Researchers at XXLab, a female collective that focuses on art, science and free technology in Yogyakarta, Indonesia, are using soybean liquid waste to cut water pollution, replace animal leather and offer a sustainable fabric instead. Using the liquid waste that results from tofu production, the team boils it with vinegar, sugar and fertilizer, adds bacteria, and waits for 10 days for the mixture to become microbial cellulose, at which point it can be dried. The result is a low cost sustainable fabric with zero waste that has been used to create shoes, bags and wallets. While it is not available to the public yet, designer Ratna Djuwita hopes that soybean leather–or “soya c(o)u(l)ture”–will become a “new trend of material” in the future, and that by sharing the process, people “can apply it for free.” You can watch an AJ+ video on the company and product here.
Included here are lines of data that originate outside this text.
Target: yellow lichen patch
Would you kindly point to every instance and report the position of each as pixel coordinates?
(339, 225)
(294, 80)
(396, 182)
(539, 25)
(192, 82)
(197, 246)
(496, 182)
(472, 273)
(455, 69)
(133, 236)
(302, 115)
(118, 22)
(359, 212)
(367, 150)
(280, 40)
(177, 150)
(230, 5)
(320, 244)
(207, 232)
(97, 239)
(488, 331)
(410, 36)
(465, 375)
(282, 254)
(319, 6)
Last, but definitely not least, is VEGEA Vegetal Leather. Founded in January 2016, VEGEA’s goal is to produce “innovative vegetal leather-like materials, based on ethical principles such as sustainability, health protection of workers and consumers, social responsibility and total respect for the environment.” The process of creating the eco-friendly material made from “fibers contained in grape skins and seeds” is described on the website: “Globally, 26 billions Liters of wine are produced every year. From this production process we can derive almost 7 billions Kilograms of grape marc, to be transformed into a high value added raw material and potentially produce 3 billions square meters of Wineleather, every year.” As the product is both “fashionable and eco-friendly,” VEGEA’s focus is for it to be “applied in every segment of the leather industry: apparel, accessories, furnishing, packaging, automotive & transportation.” According to Decanter, the company’s wine leather, in the form of “prototype garments, bags and other fashion accessories,” will have its official launch in Milan this month.
That wraps up our list of the top eight most innovative plant-based alternatives to leather. We cannot wait for all of these incredible options to become a reality to showcase the high-quality, fashionable, animal-friendly and environmentally-conscious options available in the fashion world!